Abstract TMP49: Yield of Diagnostic Evaluation in Major Stroke Phenoytypes
Background: Considerable disagreement exists among experts regarding the appropriate extent of diagnostic testing after ischemic stroke (IS). Evidence-based data guiding stroke evaluation for individual patients according to the underlying phenotype are unknown. We sought to determine the yield of cardiac and arterial evaluations for identifying an alternative major stroke etiology in patients with a given phenotype in the NINDS Stroke Genetics Network (SiGN).
Methods: SiGN is a consortium of IS studies at 22 US and European sites aiming to identify stroke susceptibility genes. Adjudicators certified in Causative Classification of Stroke (CCS) system determined major etiologic stroke phenotypes based on chart review. All diagnostic data entered into the CCS software were stored in a confidential database. We determined the probability of identifying an alternative major abnormality based on cardiac (history, EKG, echocardiography) and arterial [intracranial (IC), extracranial (EC)] evaluations in 3 stroke phenotypes: lacunar infarct (LI), large artery atherosclerosis (LAA), and cardiac embolism (CE). Proportions of alternative major etiologies were calculated in patients with complete evaluations in each phenotype.
Results: The analyses included 15720 patients. Among these, 2299 had phenotypic subtype of LI (1660 with cardiac and 1691 with arterial evaluations); 4228 had CE (2451 with arterial evaluation); and 2613 had LAA (2047 with cardiac evaluation).

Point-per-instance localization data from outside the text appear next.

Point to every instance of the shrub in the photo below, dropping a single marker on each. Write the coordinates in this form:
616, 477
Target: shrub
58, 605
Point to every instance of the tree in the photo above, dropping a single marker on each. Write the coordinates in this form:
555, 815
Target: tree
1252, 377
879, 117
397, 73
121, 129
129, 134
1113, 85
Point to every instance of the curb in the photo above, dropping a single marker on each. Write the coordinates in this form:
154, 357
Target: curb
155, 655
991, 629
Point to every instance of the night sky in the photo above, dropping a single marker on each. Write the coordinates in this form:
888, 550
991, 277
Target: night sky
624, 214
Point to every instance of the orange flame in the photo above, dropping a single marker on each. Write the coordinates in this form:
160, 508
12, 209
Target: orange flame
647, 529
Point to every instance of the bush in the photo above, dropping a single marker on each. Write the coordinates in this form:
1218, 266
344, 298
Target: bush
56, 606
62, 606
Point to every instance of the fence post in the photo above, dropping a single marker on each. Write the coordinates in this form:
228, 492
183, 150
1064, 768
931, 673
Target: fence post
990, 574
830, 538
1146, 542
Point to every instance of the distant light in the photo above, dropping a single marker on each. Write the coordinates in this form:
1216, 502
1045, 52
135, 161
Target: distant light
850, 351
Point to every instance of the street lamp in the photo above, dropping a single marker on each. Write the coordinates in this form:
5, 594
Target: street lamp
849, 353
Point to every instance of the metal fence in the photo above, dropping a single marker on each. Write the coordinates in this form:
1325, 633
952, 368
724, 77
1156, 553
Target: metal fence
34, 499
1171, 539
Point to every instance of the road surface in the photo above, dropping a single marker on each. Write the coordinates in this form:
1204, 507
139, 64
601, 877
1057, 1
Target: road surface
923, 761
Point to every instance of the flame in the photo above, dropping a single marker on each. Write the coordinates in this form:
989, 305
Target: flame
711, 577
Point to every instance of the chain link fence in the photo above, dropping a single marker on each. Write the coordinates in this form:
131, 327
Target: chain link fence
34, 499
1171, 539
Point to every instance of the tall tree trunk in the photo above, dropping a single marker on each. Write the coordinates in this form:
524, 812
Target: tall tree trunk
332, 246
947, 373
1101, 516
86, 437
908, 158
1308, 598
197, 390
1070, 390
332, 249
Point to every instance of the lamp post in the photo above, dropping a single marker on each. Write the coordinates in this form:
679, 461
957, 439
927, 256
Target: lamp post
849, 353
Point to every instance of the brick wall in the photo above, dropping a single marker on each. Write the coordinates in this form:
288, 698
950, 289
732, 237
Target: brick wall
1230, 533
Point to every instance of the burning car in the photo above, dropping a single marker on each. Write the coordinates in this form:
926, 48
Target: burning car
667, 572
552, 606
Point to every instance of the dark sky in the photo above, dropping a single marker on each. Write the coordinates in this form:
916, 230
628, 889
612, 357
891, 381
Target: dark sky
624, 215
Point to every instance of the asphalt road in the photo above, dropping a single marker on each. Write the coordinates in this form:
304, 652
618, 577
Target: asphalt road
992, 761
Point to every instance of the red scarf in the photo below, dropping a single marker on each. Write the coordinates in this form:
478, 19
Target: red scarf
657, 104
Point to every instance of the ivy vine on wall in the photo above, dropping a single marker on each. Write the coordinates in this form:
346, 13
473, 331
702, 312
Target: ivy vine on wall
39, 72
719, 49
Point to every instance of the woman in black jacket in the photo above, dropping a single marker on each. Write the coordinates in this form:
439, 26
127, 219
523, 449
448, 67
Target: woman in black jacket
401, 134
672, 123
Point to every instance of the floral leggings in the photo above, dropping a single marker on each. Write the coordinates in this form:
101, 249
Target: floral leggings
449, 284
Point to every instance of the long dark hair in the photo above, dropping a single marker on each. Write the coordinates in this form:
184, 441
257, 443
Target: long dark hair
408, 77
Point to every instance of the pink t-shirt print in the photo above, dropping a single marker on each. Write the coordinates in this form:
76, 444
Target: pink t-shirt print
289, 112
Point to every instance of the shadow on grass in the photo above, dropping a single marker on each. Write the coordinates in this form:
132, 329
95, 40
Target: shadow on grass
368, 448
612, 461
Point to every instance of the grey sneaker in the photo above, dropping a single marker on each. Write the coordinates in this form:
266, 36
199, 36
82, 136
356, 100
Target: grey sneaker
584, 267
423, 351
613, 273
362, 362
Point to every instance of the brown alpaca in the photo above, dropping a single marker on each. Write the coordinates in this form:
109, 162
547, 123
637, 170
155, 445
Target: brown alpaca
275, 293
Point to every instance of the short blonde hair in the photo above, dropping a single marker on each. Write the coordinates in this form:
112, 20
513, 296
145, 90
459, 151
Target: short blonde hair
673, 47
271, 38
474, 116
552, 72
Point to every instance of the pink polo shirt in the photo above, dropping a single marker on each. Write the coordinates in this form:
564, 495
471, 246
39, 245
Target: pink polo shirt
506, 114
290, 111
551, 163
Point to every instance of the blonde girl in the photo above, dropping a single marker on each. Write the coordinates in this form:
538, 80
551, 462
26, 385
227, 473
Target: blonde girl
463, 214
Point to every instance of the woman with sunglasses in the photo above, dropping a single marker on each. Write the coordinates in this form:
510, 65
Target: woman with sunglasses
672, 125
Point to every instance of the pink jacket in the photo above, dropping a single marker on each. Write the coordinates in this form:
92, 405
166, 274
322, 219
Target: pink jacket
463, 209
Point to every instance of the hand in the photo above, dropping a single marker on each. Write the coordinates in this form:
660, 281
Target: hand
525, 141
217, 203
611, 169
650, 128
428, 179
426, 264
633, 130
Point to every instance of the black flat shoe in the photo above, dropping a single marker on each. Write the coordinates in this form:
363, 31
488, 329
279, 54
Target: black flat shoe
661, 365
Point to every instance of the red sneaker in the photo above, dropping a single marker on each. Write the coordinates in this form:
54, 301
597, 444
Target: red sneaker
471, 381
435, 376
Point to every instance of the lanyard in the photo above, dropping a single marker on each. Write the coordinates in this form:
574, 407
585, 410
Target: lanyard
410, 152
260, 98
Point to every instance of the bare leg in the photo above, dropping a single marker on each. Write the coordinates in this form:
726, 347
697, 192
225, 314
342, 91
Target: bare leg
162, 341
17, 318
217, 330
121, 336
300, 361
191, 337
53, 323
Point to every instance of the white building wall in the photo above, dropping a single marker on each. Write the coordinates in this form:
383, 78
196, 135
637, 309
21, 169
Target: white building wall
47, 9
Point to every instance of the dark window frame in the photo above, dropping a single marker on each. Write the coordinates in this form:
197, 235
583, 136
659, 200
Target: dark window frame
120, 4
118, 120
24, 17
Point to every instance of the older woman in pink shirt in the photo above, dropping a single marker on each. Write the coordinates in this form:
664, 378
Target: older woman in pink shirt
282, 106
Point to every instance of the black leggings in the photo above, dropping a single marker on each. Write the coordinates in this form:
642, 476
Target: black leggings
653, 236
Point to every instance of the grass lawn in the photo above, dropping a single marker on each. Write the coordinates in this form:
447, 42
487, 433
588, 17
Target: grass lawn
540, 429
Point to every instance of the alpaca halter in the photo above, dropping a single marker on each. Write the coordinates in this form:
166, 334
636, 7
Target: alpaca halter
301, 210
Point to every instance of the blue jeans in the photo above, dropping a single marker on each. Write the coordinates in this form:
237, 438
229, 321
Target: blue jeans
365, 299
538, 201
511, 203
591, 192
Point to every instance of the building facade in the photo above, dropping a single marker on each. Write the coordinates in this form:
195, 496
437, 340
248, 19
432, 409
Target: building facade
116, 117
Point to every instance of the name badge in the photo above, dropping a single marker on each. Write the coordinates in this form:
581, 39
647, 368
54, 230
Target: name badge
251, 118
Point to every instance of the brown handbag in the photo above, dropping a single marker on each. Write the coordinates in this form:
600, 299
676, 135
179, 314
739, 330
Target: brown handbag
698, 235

Cardiac evaluation revealed a major cardiac source of embolism in 12.3% of patients with LI and 20.3% with LAA. Echocardiography demonstrated an additional major structural cardiac source not seen by history/examination/EKG in 1.9% and 1.6% in LI and LAA respectively. Arterial evaluation led to the identification of ≥50%ipsilateral stenosis in 13.5% (IC: 8.9%, EC: 5.8%) of patients with LI and 17% (IC: 8.1%, EC: 11.3%) of those with CE. In LI patients with complete cardiac and vascular evaluations, 24.1% had an alternative major stroke etiology.
Conclusions: A considerable proportion of IS patients with LI, LAA, and CE harbor an alternative major etiology. In the future, these results can be used to generate evidence-based and cost-effective evaluation and management strategies.
- © 2012 by American Heart Association, Inc.